Hace algunas noches, más de las que puedo recordar sin temor a errar y menos de las necesarias para olvidar, visitó a mi ventana una pequeña mariposa que tenuemente golpeteaba contra el cristal. Era una cara conocida para mí, un rostro bienvenido sin dudar, no tardé en dejarle pasar y volando elegante posó en mi cama sobre el cabezal.

—A punto de conciliar el sueño estaba, por suerte te he alcanzado a escuchar. ¿A qué debo el placer de tu visita, querida mía?

—Ya lo has dicho ahora, que conciliar el sueño podías lograr. Y es eso, el sueño, algo que hace tiempo no logro encontrar.

—Terrible mal te aqueja pequeñita, muy terrible mal. Pero dime, ¿cómo te puedo ayudar?

—He venido a que me cuentes un cuento.

—¿Un cuento, dices?

—Cuéntame un cuento.

—Ya veo, ya veo… Con que un cuento de cuna has venido a buscar, pero no siempre es ése buen remedio para tu mal, ¿qué te parece mejor escuchar una historia real?

—Si eso me aliviará, estoy dispuesta a escuchar.

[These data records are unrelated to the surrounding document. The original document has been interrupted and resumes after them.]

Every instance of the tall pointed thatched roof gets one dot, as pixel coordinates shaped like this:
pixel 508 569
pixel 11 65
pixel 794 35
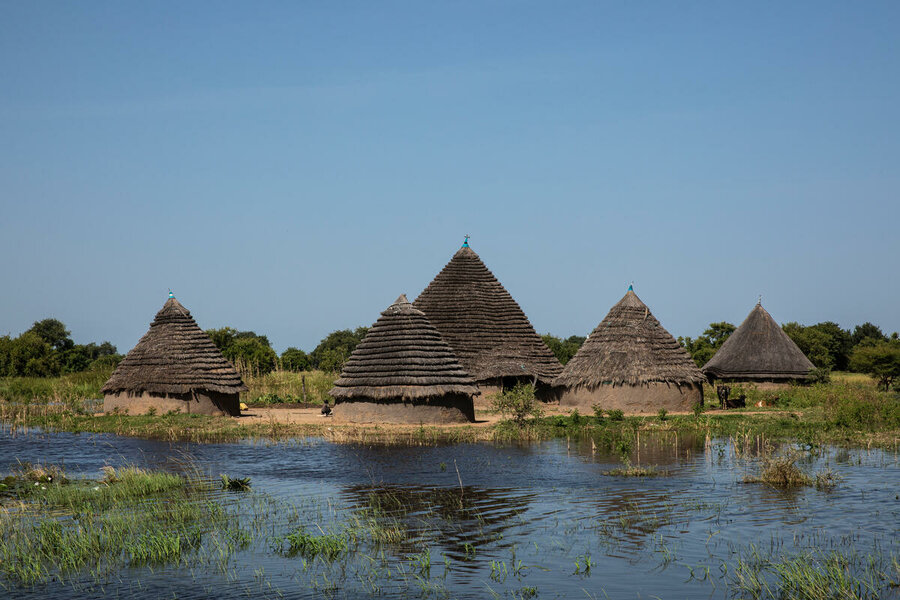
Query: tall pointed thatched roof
pixel 759 349
pixel 483 324
pixel 174 357
pixel 630 347
pixel 402 356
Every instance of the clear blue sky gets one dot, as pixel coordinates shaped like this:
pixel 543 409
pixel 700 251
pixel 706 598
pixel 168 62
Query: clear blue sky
pixel 291 168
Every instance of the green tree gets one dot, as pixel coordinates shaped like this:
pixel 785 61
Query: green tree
pixel 813 342
pixel 31 356
pixel 54 333
pixel 867 331
pixel 881 361
pixel 335 349
pixel 294 359
pixel 705 346
pixel 840 343
pixel 250 353
pixel 563 349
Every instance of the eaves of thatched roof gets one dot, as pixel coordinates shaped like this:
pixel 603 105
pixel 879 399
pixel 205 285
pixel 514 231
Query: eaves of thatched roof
pixel 486 328
pixel 175 356
pixel 759 349
pixel 402 357
pixel 630 347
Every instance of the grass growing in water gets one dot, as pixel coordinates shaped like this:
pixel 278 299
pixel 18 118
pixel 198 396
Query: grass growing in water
pixel 813 575
pixel 629 470
pixel 62 528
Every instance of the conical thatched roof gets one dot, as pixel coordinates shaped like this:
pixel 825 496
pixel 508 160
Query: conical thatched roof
pixel 174 357
pixel 630 347
pixel 759 349
pixel 483 324
pixel 402 356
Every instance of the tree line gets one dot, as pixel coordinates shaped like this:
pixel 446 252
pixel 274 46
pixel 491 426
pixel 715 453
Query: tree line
pixel 47 350
pixel 252 354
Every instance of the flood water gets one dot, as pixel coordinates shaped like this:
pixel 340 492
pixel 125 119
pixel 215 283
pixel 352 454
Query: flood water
pixel 508 521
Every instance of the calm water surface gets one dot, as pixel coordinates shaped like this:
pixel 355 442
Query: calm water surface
pixel 526 520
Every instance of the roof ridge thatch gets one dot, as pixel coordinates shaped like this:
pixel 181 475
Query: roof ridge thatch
pixel 630 347
pixel 759 349
pixel 175 356
pixel 402 356
pixel 483 323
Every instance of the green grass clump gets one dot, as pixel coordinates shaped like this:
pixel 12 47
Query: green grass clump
pixel 235 484
pixel 814 575
pixel 128 517
pixel 328 546
pixel 630 470
pixel 783 472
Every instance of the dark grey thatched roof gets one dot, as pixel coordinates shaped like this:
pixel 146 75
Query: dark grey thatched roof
pixel 630 347
pixel 483 324
pixel 758 349
pixel 402 357
pixel 174 357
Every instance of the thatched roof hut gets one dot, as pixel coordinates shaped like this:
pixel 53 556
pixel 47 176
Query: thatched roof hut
pixel 630 362
pixel 760 351
pixel 175 366
pixel 484 325
pixel 403 372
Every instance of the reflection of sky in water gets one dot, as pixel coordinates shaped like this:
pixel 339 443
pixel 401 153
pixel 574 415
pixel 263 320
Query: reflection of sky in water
pixel 543 504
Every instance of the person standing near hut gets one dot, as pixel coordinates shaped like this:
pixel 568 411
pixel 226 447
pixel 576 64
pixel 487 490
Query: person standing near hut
pixel 761 353
pixel 403 372
pixel 487 329
pixel 631 363
pixel 175 366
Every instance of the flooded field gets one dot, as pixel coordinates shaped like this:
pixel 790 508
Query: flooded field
pixel 543 520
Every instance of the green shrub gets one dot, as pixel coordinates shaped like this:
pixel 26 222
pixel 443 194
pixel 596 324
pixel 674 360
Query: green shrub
pixel 518 403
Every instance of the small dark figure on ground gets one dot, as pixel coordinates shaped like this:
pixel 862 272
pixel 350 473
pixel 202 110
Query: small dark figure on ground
pixel 722 392
pixel 739 402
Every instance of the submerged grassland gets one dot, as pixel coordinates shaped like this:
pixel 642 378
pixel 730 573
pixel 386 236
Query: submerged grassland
pixel 53 527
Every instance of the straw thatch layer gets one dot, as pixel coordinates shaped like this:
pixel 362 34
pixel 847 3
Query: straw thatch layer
pixel 174 357
pixel 483 324
pixel 195 403
pixel 402 357
pixel 759 350
pixel 630 347
pixel 449 408
pixel 646 398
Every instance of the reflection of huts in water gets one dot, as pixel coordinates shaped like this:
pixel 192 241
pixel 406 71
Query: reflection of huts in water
pixel 630 362
pixel 759 351
pixel 487 330
pixel 403 372
pixel 175 366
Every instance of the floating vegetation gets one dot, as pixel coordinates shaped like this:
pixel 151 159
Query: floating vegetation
pixel 235 484
pixel 630 470
pixel 64 528
pixel 813 575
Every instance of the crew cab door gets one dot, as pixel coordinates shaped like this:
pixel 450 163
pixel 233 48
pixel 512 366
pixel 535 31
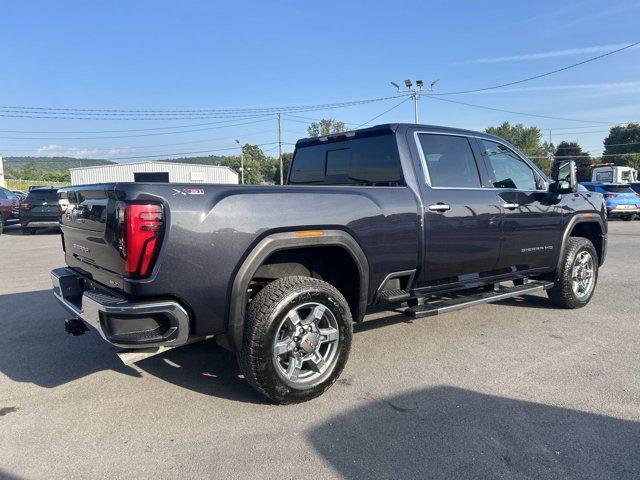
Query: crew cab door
pixel 532 220
pixel 462 218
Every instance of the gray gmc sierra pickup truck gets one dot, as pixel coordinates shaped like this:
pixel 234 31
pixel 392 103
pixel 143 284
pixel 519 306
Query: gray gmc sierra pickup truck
pixel 432 218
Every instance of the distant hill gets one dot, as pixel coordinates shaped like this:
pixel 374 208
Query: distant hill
pixel 211 160
pixel 62 164
pixel 53 164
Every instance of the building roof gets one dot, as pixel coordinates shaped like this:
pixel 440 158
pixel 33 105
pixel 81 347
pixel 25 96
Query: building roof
pixel 156 163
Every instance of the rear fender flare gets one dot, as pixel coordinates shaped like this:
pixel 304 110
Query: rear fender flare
pixel 285 241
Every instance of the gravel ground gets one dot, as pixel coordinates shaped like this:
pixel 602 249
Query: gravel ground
pixel 510 390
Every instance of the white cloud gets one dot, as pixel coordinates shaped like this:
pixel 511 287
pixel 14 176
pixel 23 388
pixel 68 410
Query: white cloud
pixel 553 53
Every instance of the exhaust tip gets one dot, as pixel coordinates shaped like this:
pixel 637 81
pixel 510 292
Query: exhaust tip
pixel 75 327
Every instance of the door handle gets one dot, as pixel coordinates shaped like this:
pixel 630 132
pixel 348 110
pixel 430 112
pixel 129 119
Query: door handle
pixel 510 206
pixel 439 207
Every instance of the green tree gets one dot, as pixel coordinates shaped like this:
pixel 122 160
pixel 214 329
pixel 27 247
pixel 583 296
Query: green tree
pixel 624 143
pixel 573 151
pixel 326 126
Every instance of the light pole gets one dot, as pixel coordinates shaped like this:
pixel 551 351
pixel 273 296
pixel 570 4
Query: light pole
pixel 241 163
pixel 414 92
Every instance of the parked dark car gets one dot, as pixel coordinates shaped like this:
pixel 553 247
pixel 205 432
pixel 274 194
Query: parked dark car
pixel 620 198
pixel 9 206
pixel 21 194
pixel 435 217
pixel 39 210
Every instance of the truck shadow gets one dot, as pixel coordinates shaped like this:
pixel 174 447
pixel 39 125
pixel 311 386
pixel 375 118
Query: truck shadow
pixel 34 348
pixel 447 432
pixel 203 367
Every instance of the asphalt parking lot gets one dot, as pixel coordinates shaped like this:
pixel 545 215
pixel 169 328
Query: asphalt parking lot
pixel 510 390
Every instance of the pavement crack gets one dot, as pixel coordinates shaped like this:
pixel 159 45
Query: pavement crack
pixel 7 410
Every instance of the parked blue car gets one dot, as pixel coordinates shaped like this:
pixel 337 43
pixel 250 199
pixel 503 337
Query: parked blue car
pixel 621 200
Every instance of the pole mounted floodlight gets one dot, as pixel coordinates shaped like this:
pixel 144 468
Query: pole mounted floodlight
pixel 241 163
pixel 414 92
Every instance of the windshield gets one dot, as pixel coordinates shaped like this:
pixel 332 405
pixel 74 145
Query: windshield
pixel 43 196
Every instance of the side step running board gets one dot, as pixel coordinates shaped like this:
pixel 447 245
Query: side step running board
pixel 392 296
pixel 485 297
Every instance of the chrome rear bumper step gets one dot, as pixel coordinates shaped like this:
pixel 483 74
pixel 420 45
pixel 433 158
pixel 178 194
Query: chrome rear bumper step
pixel 500 293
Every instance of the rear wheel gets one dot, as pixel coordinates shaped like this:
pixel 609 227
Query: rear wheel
pixel 297 339
pixel 578 275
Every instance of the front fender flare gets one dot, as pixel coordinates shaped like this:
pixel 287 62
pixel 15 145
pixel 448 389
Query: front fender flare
pixel 581 218
pixel 284 241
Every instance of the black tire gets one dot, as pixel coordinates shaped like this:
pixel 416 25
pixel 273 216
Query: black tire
pixel 562 293
pixel 265 316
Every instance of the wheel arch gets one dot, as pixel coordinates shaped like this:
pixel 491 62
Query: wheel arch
pixel 589 226
pixel 285 241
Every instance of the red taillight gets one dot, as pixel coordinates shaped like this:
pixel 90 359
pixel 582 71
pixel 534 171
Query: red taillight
pixel 140 232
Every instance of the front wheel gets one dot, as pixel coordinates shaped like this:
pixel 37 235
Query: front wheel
pixel 578 275
pixel 297 339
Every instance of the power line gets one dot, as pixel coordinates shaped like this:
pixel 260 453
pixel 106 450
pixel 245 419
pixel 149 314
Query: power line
pixel 137 136
pixel 383 113
pixel 185 153
pixel 124 114
pixel 137 147
pixel 589 156
pixel 129 129
pixel 546 74
pixel 484 107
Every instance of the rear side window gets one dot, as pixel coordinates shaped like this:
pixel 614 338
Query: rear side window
pixel 450 161
pixel 618 189
pixel 372 161
pixel 509 170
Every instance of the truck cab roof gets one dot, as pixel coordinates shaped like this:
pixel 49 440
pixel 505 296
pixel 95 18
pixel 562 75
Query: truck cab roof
pixel 398 128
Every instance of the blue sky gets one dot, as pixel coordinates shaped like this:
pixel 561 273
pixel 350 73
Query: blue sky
pixel 193 55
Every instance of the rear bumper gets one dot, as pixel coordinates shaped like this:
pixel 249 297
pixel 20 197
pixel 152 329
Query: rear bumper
pixel 617 210
pixel 40 223
pixel 123 323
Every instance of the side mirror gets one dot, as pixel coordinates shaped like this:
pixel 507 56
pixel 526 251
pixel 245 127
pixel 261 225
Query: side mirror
pixel 565 180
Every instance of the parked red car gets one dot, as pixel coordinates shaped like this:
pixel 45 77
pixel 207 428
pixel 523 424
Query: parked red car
pixel 9 206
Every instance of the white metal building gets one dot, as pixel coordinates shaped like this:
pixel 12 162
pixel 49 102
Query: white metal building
pixel 153 172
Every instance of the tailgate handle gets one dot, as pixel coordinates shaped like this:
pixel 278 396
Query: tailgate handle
pixel 510 206
pixel 439 207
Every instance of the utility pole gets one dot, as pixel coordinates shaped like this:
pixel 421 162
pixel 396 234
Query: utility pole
pixel 414 92
pixel 241 163
pixel 280 150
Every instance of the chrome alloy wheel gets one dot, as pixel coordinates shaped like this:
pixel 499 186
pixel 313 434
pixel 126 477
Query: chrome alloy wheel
pixel 583 275
pixel 306 343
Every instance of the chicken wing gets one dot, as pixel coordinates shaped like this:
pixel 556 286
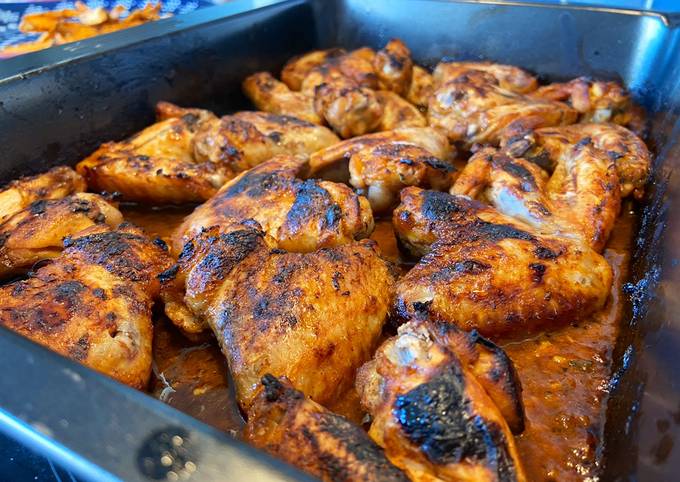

—Atención entonces debes prestar, pero por ningún motivo lo que oigas debes juzgar, pues todo lo que te digo ahora sucedió de verdad.

.           .           .

La historia comienza en un escenario común, tan común que aburre de ser tan trillado, tan evidente que casi, casi es un escenario desgastado… la luna. Sí, esta historia comienza en la luna, pero no es cualquier historia, verás, pues es la historia del niño que caminaba perdido con un lobo sobre la superficie lunar.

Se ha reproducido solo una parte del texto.